En materia de Servicios Económicos, la mejora será muy poco importante pues de los $ 83.414 millones calculados para este año, se pasaría solo a $ 94.994 millones para el siguiente (un 13.9% más) pero su escasa significación surge al advertir que representan solo el 18.8% del general. Más aún, dentro de dicha categoría dos de sus componentes abarcan el 82.1%. En primer lugar se encuentra Energía, combustibles y Minería, que en el año 2011 dispuso de $ 36.330 millones y para el siguiente se ha atribuido $ 43.204 millones que equivalen un aumento del 18.9%. La otra finalidad prioritaria es Transporte que pasa de $ 32.521 a $ 34.795 (+7.0%). En atención que en ambos casos lo esencial está referido a subsidios, pareciera que están pensando en una modificación al respecto; en especial para este último rubro y que en cierta proporción serán los consumidores los que deberán afrontar las alzas que el mercado imponga a cada uno de ellos. Bajo todos esos rubros, los subsidios a empresas privadas ascendieron a $ 34.895.3 millones y otorgados directamente a familias por $ 31.387.7 millones; lo cual da una idea cabal de la magnitud y trascendencia que pueden llegar a tener sobre la formación de los precios y la capacidad adquisitiva  de los salarios cualquier cambio de cierta magnitud en estos aspectos.
Un tema que se ha venido complicando en los últimos meses es el relativo a la cobertura de los compromisos relativos a la Deuda Pública que vencen el próximo año. Las partidas con ese destino se elevan a $ 45.109 contra $ 36.382 millones del en curso; es decir, con un incremento del 24.0%. En los dos ejercicios precedentes se atendió sin dificultades las amortizaciones de capital con fondos provenientes de las reservas del Banco Central; lo cual en esta circunstancia, se ha previsto reiterar dicho procedimiento a cuyo efecto anuncian que extraerán u$s 5.674 millones.

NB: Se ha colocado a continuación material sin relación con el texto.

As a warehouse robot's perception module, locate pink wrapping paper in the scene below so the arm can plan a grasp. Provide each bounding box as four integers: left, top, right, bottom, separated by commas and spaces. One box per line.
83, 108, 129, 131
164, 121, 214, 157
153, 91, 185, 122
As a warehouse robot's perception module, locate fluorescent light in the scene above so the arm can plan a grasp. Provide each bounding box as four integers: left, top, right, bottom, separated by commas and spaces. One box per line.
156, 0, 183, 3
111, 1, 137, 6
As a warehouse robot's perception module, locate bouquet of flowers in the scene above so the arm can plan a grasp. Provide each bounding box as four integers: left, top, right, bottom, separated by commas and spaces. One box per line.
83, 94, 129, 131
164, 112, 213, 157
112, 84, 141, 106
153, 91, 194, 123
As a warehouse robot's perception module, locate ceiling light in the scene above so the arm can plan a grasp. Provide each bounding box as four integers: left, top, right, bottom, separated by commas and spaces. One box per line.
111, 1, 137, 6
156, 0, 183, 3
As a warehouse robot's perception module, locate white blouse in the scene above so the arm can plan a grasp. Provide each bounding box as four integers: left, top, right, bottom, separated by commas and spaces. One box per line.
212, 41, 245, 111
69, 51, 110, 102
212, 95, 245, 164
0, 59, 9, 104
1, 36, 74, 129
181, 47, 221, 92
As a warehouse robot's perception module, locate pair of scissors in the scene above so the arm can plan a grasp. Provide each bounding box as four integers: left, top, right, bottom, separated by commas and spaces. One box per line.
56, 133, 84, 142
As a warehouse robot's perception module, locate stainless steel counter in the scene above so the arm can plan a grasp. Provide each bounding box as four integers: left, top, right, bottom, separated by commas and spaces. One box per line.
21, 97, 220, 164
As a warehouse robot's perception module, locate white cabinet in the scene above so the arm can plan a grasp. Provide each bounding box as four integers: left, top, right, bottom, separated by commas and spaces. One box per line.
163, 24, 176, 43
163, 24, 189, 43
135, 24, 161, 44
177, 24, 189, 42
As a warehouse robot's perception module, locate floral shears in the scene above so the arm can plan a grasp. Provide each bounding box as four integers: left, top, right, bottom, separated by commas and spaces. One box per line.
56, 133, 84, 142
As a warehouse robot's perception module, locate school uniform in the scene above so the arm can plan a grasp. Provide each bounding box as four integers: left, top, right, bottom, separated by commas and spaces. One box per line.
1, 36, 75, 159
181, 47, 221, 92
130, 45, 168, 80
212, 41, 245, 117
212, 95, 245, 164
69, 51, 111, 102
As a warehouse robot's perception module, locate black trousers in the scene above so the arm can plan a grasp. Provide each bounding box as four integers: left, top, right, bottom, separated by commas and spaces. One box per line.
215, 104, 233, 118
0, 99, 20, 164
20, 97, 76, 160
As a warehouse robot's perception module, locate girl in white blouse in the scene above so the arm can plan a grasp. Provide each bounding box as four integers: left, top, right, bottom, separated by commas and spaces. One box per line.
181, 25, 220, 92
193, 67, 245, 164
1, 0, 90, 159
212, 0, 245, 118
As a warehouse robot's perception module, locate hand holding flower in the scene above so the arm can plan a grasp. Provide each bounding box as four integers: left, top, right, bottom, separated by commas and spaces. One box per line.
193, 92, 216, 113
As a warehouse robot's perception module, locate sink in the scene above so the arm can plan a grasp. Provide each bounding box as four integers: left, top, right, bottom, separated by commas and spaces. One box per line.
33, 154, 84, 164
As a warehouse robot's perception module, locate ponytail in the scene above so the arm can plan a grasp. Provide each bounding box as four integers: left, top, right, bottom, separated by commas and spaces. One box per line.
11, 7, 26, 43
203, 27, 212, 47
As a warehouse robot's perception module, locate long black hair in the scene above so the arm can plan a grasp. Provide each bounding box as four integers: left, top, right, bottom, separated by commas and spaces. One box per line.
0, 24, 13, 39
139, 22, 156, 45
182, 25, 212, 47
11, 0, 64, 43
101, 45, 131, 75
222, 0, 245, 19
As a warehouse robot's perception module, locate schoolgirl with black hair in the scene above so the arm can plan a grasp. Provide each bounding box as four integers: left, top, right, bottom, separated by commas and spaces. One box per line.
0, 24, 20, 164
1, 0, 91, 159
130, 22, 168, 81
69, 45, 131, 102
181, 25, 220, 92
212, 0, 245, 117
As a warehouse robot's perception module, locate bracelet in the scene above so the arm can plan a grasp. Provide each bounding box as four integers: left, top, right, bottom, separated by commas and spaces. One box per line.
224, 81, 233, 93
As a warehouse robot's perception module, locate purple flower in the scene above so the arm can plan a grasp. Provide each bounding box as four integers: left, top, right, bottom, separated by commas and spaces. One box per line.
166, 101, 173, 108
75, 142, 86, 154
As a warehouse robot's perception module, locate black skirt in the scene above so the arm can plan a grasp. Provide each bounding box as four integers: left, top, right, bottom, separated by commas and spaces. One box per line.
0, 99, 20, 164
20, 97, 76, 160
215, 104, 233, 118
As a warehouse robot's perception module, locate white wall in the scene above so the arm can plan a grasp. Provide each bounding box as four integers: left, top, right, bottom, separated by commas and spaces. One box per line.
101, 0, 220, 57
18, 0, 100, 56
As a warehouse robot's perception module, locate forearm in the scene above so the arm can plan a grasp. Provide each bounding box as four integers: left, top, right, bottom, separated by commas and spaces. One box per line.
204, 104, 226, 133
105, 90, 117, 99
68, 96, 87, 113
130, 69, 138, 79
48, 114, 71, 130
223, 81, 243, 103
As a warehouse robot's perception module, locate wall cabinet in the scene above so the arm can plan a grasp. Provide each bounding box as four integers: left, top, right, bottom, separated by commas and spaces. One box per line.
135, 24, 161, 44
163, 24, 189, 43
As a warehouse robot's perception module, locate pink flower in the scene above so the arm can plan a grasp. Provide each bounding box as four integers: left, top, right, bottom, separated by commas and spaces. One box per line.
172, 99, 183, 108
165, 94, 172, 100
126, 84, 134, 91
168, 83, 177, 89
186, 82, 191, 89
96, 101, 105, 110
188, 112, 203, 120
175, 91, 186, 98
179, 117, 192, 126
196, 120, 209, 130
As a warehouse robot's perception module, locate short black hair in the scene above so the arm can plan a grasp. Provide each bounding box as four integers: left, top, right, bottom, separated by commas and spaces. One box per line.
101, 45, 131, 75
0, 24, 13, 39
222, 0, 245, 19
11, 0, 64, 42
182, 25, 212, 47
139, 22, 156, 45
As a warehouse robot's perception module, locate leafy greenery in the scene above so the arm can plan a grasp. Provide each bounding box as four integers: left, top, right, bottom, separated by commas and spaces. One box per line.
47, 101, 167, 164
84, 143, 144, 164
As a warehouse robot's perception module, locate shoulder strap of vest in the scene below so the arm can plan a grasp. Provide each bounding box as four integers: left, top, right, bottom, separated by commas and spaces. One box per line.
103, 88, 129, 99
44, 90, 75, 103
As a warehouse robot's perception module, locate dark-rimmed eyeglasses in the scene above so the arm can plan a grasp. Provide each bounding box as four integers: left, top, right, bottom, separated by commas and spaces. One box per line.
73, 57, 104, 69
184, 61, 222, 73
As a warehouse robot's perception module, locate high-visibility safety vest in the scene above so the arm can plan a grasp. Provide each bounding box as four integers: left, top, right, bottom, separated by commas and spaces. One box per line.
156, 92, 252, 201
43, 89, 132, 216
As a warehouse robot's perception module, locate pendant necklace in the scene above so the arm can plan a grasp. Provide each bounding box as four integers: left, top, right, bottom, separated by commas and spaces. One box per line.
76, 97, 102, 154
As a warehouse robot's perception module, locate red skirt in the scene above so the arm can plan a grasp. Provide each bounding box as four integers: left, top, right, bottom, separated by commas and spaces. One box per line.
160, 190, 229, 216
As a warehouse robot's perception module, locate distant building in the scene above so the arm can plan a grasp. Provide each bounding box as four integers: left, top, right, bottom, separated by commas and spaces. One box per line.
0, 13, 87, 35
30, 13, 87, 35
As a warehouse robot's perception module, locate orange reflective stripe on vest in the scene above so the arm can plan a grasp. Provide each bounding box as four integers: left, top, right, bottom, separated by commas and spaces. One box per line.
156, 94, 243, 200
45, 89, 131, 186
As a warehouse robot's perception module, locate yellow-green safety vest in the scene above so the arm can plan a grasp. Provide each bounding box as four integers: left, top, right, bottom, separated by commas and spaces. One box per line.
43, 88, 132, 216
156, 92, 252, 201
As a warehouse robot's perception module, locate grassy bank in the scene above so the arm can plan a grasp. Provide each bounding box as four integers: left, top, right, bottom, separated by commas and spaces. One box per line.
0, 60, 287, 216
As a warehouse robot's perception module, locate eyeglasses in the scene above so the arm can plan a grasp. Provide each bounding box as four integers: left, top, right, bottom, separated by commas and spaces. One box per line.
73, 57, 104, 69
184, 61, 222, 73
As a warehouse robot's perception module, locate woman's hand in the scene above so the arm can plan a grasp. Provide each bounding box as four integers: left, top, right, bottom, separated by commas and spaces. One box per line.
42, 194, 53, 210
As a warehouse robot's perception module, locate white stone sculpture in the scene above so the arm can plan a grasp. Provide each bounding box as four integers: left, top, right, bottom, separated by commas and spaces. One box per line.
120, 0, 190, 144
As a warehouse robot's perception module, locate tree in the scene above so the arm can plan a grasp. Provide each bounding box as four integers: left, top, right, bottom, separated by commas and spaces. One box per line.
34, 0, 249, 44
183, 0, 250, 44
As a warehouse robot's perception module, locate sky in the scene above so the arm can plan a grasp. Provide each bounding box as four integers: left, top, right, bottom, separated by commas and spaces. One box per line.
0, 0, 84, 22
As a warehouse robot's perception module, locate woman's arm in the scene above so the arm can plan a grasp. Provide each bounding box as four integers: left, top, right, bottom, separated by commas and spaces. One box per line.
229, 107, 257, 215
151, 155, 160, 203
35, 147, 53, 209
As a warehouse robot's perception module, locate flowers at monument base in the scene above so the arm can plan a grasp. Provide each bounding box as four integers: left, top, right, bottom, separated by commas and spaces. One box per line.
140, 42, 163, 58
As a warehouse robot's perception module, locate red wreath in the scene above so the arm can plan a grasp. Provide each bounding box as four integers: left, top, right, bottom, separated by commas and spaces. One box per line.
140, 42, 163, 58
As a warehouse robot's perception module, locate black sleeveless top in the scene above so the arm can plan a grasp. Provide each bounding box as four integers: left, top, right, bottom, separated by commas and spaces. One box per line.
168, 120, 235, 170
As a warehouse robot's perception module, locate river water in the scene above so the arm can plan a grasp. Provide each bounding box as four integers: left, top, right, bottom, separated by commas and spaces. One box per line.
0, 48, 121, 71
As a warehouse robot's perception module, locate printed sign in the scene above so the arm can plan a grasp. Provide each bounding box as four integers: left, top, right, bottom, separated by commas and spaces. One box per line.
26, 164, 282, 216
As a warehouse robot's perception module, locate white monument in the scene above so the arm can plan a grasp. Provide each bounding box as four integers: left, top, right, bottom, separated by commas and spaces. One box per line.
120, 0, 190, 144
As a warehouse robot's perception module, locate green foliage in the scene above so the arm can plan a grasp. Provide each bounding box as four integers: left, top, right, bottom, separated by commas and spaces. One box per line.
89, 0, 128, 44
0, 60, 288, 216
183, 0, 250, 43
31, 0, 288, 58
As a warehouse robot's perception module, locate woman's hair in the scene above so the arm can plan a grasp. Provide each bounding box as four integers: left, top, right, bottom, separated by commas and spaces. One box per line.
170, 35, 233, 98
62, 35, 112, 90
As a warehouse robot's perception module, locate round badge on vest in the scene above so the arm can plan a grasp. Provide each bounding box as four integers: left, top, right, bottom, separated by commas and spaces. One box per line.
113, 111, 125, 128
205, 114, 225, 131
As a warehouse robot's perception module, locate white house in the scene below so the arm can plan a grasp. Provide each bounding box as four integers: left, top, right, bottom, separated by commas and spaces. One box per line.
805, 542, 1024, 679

El fuerte drenaje de reservas.
La intención antes referida se ha vuelto en muy poco  tiempo de problemático cumplimiento. Al principio se adjudicó la sostenida demanda de divisas a las expectativas propias de un período preelectoral; pero hasta ahora no se calmado demasiado. Conviene tener en cuenta que el saldo disponible de u$s 52.0 mil millones registradas a fines de mayo, pasaron a ser u$s 49.9 millones al término de septiembre y u$s 47.5 millones en oportunidad de cerrarse el pasado mes de octubre Ello significa que en el breve lapso de cinco meses, el Banco Central redujo sus tenencias en u$s 4.5 miles de millones.
Semejante merma modifica el escenario. Según una norma que data de los tiempos de la Convertibilidad, que no ha sido derogada, las denominadas “reservas de libre disponibilidad” -previa deducción de las que cubren la “base monetaria- en mayo ascendían a unos u$s 10.000 millones ya se habrían reducido a no más de u$s 2 mil millones.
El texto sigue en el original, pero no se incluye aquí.